AI oversight is not optional
Despite popular messages suggesting AI operates independently of human intervention, the research shows that AI leaders recognise that oversight is not optional for these technologies. Nearly three-quarters (74 per cent) of AI leaders reported careful oversight with at least weekly review or evaluation of outcomes (less successful AI adopters: 33 per cent). Additionally, 43 per cent of AI leaders shared that their organisation has a process for augmenting or overriding results deemed questionable during review (less successful AI adopters: 28 per cent). The behaviour of UK companies is consistent with the global trends in these areas.
Still, the report states that oversight processes have a long way to go before they catch up with advances in AI technology.
“The ability to understand how AI makes decisions builds trust and enables effective human oversight,” said Yinyin Liu, head of data science for Intel AI Products Group. “For developers and customers deploying AI, algorithm transparency and accountability, as well as having AI systems signal that they are not human, will go a long way toward developing the trust needed for widespread adoption.”
It stands to reason that companies are taking steps toward ethical AI and ensuring AI oversight because they know that faulty AI output can cause repercussions. Of the organisations that have either already deployed AI or are planning to do so, 60 per cent stated that they are concerned about the impact of AI-driven decisions on customer engagement – for example, that their actions will not show enough empathy or customers will trust them less.

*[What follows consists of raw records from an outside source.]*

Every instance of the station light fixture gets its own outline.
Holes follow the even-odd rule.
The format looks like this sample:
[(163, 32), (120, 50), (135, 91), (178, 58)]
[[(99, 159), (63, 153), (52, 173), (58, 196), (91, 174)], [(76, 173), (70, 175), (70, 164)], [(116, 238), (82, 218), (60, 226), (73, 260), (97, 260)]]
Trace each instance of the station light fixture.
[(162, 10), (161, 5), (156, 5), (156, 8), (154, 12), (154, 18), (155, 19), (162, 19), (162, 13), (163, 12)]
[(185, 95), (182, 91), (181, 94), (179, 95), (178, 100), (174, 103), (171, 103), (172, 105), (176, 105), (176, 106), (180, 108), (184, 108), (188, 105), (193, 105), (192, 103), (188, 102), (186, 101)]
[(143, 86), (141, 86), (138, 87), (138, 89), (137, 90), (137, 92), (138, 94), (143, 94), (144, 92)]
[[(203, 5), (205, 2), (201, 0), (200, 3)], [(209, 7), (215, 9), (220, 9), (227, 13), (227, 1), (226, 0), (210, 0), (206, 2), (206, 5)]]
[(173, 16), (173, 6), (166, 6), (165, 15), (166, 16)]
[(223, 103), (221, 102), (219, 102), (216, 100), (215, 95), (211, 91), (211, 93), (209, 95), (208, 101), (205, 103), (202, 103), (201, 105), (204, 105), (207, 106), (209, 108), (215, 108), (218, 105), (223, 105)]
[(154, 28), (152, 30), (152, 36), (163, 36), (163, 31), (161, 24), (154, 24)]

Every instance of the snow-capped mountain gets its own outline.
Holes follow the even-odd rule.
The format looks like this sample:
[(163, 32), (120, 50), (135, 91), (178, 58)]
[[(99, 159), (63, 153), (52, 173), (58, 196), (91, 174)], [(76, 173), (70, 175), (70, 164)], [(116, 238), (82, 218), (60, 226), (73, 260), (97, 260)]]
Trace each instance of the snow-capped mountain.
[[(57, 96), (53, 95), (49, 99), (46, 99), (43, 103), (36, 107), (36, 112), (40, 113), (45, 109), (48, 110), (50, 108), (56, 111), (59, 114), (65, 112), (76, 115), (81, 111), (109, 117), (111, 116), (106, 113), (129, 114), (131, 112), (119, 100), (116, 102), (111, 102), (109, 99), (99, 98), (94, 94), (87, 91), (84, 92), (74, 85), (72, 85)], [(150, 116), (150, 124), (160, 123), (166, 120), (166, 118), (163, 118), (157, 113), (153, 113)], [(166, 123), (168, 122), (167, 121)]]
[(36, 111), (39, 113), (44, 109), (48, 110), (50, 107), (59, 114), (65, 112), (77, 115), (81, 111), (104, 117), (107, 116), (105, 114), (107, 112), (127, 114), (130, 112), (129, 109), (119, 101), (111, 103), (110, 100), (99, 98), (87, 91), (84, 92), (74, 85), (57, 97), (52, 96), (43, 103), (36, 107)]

Other key findings from the survey include:
Overall, 72 per cent of organisations globally are now using AI in one or more business areas.
More than half (51 per cent) of AI adopters indicated their deployment of AI has been a real success – citing more accurate forecasting and decision-making, higher success at acquiring customers, and increased organisational productivity as the primary benefits.
Nearly half (46 per cent) of AI adopters overall said their organisation has fully deployed AI, either in one or multiple use cases.
Respondents outside of the C-suite were more likely to see the impact of AI positively: More than half (55 per cent) of non-C-level executives say their AI efforts have been “successful” or “very successful.” Only 38 per cent of the C-suite reported the same.
Many organisations see an advantage for their workforce by way of elevated roles. Sixty-four per cent strongly or completely agree they are already seeing the effects, as employees focus on more strategic tasks rather than operative ones, thanks to AI.
However, nearly 20 per cent identify “resistance from employees due to concerns about job security” as a challenge to their AI efforts. Plus, 57 per cent agree or strongly agree with the statement, “We are concerned about the impact of AI on employee relations (e.g., employees might feel threatened or overstrained.)”
“As with any new technology that’s quickly gaining traction, there will be challenges to overcome,” says Ross Gagnon, research director at Forbes Insights. “But the opportunities AI presents are seemingly endless, from operational efficiencies to increased productivity and revenue. The question executives should be asking themselves is not whether to deploy AI, but how quickly?”